Tutulma 15° Balık burcunda, Başak–Balık aksında gerçekleşiyor. Bu etki, son 1–2 yılda yaşadığımız temaları özellikle de Mart ayında çözümleyemediğimiz konuları tekrar gündeme getirecek. Ay tutulmaları büyük dolunay enerjisi taşır ve bu kez de duygusal yüklerden arınmayı, bırakmayı ön plana çıkaracak.
Kuzey Ay Düğümü tarafında gerçekleştiği için evren bizden açıkça şunu istiyor:
• Bağımlılıklardan vazgeç,
• Sürekli kurban rolünde kalma,
• Sezgine güven, rüyalarına kulak ver,
• Yaratıcılığını ortaya koy.
Bu tutulma aslında bize çok güçlü bir mesaj gönderiyor: “Sen Yaradan’ın özüsün; bunu hatırla ve kullan.”
Sabit Yıldız Etkisi
Tutulma anında Achenar sabit yıldızı başrolde olacak. Bu yıldız, potansiyelimizi açığa çıkarmada destekleyici bir etkiye sahip. Yaratıcıyla bağ kurmamızı, iyilikten yana olmayı ve ruhsal bütünlüğümüzü hatırlatıyor. Aynı zamanda din adamları, devlet adamları ve liderlerle ilgili gelişmeleri tetikleyebileceği için, ülke gündeminde politik ve dini konularla ilgili önemli haberler gündeme gelebilir.

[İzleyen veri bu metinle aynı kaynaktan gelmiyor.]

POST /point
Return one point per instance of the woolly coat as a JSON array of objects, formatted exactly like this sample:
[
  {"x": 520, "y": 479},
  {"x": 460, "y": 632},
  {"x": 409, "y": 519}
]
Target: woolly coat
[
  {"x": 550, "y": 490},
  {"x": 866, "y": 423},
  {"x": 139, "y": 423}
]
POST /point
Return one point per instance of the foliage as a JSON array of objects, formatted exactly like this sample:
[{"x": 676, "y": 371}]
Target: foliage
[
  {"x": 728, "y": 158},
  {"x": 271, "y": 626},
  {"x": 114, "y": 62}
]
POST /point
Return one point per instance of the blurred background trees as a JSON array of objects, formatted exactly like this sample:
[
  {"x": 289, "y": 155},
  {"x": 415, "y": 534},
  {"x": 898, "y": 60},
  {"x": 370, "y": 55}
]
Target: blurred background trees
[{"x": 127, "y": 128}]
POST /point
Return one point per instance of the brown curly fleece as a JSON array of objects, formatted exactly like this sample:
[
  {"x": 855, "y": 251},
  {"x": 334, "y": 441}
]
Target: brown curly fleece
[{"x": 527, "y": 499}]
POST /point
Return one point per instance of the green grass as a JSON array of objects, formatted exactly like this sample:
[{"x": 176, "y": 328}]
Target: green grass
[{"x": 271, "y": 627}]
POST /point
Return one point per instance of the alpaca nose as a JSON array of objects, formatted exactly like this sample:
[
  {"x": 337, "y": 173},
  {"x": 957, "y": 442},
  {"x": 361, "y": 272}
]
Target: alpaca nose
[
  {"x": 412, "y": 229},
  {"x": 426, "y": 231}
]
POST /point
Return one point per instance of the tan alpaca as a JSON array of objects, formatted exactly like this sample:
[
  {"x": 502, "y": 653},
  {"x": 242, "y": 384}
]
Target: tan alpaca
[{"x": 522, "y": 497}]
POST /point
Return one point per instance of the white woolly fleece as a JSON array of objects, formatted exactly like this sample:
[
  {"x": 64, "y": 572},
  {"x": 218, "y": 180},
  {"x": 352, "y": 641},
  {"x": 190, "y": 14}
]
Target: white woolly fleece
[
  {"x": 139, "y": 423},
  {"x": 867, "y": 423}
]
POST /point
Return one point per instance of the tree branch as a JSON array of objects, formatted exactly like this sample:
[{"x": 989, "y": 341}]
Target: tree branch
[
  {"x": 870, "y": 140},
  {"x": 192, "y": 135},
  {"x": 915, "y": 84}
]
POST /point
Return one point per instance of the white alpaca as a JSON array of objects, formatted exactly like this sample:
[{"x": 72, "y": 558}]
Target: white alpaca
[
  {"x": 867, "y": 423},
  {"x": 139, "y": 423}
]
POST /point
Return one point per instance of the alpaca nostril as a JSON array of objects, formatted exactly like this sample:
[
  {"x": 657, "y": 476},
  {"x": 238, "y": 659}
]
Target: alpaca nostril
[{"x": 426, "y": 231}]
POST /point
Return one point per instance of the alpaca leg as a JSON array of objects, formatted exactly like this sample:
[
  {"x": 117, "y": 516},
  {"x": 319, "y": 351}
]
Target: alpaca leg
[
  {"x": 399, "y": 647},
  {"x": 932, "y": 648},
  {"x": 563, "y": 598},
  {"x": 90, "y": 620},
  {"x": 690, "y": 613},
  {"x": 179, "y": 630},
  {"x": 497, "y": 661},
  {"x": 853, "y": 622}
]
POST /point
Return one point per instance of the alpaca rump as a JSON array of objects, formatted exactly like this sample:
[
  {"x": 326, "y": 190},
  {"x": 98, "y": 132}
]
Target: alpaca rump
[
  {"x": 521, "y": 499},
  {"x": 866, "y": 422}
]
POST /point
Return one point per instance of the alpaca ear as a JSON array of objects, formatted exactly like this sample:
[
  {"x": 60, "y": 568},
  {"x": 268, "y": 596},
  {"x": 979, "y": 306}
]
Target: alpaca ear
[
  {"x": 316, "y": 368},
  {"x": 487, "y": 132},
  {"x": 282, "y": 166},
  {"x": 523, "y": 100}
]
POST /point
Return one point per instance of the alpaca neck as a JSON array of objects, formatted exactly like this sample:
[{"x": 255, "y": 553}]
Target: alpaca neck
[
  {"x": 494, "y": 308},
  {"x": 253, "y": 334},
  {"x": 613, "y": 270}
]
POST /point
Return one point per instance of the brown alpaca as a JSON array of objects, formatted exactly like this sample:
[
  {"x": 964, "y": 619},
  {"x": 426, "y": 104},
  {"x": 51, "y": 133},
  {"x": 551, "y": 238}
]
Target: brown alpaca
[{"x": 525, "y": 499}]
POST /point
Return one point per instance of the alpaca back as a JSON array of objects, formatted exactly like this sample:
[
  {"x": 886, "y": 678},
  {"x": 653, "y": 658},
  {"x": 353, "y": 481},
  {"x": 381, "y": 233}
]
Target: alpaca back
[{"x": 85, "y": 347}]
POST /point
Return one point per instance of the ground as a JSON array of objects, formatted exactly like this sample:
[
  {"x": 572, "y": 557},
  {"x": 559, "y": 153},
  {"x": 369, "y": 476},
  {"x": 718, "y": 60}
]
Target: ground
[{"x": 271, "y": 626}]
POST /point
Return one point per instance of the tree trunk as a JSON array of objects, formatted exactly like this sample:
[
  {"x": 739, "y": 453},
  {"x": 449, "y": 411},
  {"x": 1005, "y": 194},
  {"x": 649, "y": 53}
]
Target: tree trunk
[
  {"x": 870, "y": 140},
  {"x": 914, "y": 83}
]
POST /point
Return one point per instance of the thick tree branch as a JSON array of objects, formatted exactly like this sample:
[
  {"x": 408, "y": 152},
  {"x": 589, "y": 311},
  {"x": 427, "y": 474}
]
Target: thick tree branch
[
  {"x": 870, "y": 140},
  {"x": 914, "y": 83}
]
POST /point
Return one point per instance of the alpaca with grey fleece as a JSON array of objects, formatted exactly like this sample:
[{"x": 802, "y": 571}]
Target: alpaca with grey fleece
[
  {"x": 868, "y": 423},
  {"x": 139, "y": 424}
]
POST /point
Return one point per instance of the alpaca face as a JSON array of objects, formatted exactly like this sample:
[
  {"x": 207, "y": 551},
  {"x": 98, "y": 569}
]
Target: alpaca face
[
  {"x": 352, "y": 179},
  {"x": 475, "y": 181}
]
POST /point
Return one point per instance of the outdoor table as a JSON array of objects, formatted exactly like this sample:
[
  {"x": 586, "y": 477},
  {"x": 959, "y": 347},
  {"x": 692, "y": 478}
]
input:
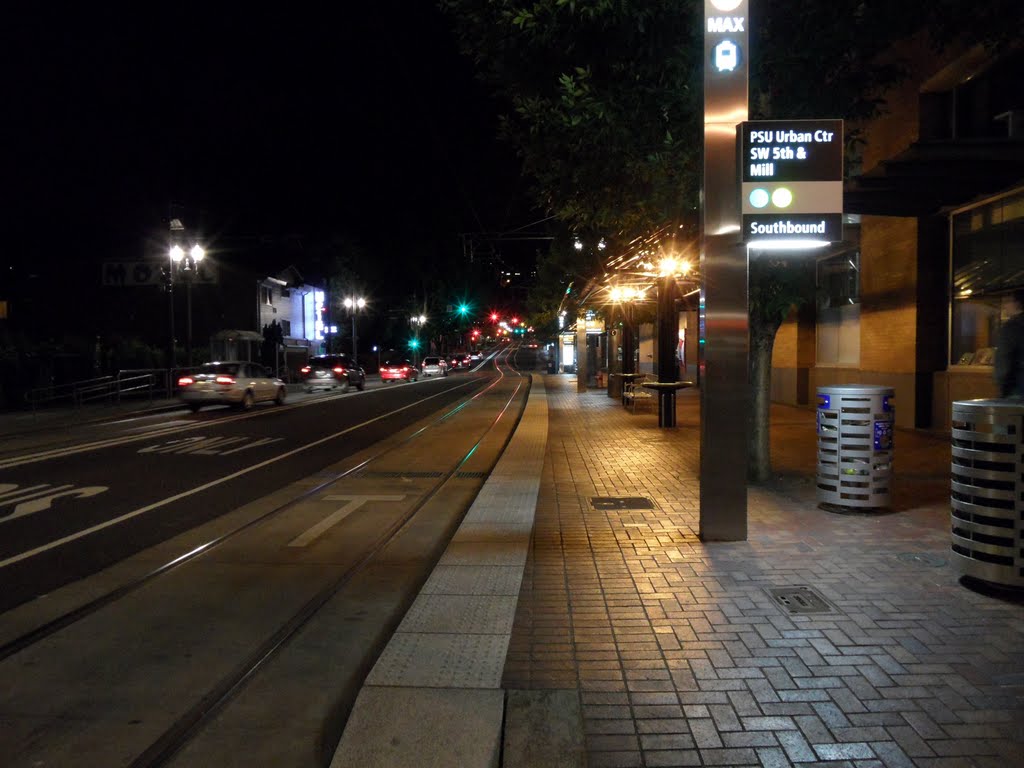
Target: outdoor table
[
  {"x": 627, "y": 378},
  {"x": 667, "y": 399}
]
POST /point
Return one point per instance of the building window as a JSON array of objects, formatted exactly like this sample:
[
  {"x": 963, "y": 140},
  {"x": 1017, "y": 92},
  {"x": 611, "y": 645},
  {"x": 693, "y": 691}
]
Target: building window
[
  {"x": 987, "y": 243},
  {"x": 839, "y": 309}
]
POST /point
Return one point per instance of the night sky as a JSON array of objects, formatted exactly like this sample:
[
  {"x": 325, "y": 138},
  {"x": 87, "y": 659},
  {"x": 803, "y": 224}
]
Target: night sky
[{"x": 258, "y": 122}]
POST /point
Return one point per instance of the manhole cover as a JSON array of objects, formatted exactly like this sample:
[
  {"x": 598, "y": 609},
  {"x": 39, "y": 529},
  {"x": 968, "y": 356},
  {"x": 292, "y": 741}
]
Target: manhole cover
[
  {"x": 800, "y": 600},
  {"x": 621, "y": 502},
  {"x": 923, "y": 558}
]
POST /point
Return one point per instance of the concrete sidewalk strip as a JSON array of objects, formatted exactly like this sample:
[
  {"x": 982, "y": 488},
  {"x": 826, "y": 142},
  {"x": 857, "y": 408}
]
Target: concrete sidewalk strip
[{"x": 434, "y": 696}]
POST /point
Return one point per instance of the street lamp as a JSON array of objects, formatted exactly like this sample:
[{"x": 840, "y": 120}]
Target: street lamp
[
  {"x": 352, "y": 305},
  {"x": 418, "y": 322},
  {"x": 186, "y": 265}
]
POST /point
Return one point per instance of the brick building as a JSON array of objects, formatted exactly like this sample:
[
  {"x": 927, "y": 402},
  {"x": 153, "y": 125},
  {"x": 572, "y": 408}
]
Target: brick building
[{"x": 935, "y": 244}]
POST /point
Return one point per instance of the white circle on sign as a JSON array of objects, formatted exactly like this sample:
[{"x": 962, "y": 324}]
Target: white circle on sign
[{"x": 781, "y": 198}]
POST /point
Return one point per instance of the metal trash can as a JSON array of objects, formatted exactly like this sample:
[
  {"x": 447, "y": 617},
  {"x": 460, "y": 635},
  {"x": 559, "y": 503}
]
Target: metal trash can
[
  {"x": 855, "y": 445},
  {"x": 987, "y": 489}
]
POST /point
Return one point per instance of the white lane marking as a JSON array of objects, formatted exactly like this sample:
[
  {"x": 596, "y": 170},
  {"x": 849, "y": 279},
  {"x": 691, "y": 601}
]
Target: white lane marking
[
  {"x": 261, "y": 441},
  {"x": 8, "y": 488},
  {"x": 177, "y": 427},
  {"x": 354, "y": 502},
  {"x": 30, "y": 503},
  {"x": 199, "y": 488},
  {"x": 203, "y": 445},
  {"x": 30, "y": 493}
]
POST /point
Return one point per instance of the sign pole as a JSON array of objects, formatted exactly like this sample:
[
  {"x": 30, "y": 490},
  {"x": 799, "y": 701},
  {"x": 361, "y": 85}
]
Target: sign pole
[{"x": 724, "y": 312}]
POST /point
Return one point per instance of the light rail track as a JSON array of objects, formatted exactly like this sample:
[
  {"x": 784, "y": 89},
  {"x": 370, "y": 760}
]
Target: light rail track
[{"x": 208, "y": 702}]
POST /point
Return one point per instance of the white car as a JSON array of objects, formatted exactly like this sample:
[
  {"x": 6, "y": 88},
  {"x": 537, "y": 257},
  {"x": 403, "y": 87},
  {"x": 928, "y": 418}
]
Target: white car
[
  {"x": 434, "y": 367},
  {"x": 240, "y": 384}
]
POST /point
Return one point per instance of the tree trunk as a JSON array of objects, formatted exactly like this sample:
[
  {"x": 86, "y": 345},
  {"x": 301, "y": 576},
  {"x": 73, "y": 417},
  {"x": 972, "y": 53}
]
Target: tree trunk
[{"x": 759, "y": 452}]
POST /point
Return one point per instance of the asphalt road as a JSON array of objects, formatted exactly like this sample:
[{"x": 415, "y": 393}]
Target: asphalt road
[{"x": 93, "y": 496}]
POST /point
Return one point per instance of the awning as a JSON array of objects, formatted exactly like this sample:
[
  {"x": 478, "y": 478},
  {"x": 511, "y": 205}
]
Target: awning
[
  {"x": 930, "y": 176},
  {"x": 232, "y": 335}
]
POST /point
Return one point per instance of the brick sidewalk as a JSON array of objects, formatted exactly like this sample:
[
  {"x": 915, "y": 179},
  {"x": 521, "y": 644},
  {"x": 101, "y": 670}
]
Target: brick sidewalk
[{"x": 681, "y": 656}]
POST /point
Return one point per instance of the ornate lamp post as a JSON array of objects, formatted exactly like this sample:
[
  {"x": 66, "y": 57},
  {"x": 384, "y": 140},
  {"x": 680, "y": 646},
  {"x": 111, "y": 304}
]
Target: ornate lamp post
[
  {"x": 186, "y": 264},
  {"x": 417, "y": 322},
  {"x": 352, "y": 305}
]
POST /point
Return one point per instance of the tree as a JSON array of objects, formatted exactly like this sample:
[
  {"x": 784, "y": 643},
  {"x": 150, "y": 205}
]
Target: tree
[{"x": 603, "y": 104}]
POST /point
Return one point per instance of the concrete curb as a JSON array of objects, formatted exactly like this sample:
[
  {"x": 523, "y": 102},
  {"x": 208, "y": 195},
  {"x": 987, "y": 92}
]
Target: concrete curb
[{"x": 434, "y": 696}]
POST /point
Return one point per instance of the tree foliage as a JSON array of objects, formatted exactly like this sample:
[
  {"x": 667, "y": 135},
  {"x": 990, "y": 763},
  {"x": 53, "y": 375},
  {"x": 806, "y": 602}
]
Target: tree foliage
[{"x": 601, "y": 101}]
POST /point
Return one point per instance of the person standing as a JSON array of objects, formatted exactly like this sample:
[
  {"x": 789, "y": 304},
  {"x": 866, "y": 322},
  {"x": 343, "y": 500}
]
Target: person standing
[{"x": 1010, "y": 352}]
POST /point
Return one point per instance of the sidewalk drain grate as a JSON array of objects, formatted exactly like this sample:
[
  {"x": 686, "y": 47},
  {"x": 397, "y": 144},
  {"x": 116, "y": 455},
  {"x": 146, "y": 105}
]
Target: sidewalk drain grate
[
  {"x": 621, "y": 502},
  {"x": 800, "y": 600},
  {"x": 399, "y": 474},
  {"x": 923, "y": 558}
]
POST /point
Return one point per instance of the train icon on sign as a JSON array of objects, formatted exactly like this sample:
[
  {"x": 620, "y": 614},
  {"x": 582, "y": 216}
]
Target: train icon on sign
[{"x": 726, "y": 56}]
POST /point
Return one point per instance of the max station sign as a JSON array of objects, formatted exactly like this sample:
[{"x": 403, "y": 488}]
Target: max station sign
[{"x": 792, "y": 180}]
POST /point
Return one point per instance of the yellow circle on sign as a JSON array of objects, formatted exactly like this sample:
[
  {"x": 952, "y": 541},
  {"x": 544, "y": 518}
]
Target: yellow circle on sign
[{"x": 781, "y": 198}]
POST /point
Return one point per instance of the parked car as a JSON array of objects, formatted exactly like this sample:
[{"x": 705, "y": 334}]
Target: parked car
[
  {"x": 433, "y": 366},
  {"x": 333, "y": 371},
  {"x": 398, "y": 369},
  {"x": 239, "y": 384}
]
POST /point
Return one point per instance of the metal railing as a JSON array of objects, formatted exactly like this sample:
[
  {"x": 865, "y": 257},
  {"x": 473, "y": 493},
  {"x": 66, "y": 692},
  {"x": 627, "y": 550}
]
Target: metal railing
[{"x": 127, "y": 384}]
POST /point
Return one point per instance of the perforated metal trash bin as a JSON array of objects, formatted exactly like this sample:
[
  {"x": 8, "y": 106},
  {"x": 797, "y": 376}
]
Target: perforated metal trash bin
[
  {"x": 855, "y": 445},
  {"x": 987, "y": 489}
]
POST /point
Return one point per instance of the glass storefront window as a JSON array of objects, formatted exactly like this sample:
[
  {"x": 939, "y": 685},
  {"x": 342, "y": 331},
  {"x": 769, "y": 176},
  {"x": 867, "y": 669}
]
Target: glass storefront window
[{"x": 987, "y": 266}]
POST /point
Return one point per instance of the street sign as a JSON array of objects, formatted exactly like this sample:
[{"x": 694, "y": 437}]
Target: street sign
[
  {"x": 792, "y": 180},
  {"x": 126, "y": 273},
  {"x": 723, "y": 314}
]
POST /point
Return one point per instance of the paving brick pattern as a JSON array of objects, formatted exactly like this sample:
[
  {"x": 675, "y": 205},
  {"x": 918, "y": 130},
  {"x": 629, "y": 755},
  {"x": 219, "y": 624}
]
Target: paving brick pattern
[{"x": 682, "y": 657}]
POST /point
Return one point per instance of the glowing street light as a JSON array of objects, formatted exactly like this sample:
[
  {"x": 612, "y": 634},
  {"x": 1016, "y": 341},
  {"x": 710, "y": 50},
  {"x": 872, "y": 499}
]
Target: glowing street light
[
  {"x": 186, "y": 265},
  {"x": 353, "y": 304}
]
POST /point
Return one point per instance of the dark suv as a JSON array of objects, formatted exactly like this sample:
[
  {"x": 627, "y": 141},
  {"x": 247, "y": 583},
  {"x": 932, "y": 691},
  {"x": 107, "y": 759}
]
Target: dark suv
[{"x": 330, "y": 371}]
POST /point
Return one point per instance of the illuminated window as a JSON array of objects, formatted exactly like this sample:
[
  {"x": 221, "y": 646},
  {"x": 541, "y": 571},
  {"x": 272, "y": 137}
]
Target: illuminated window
[
  {"x": 838, "y": 324},
  {"x": 987, "y": 243}
]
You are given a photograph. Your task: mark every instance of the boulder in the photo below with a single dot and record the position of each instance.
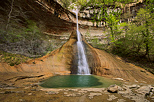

Bu süreç, 7 Eylül’deki Ay tutulmasıyla başlayıp 21 Eylül’deki Güneş tutulmasıyla devam edecek bir döngüyü işaret ediyor. Yani bu ay yalnızca bireysel değil, toplumsal anlamda da liderlerle, devlet işleyişiyle ve politik sahneyle ilgili büyük değişimlerin kapısını aralıyor.
Sağlık ve Beden
Sağlık açısından tutulma özellikle ayakları, otoimmün rahatsızlıkları ve alerjik reaksiyonları tetikleyebilir. Bu süreçte:
• Rahat ayakkabılar tercih etmek,
• Bağırsak dostu besinlerle beslenmek,
• Alkol ve benzeri bağımlılıklardan uzak durmak çok önemli olacak.
Ayrıca profesyonel destek almak isteyenler için de doğru bir zaman. Bu tutulma, “geçmişin gölgesinde kalma” diyor. Ne kadar geçmişte kalırsak o kadar zorlanırız. Geceyi bırakıp gündüze adım atmak, asıl şifayı getirecek.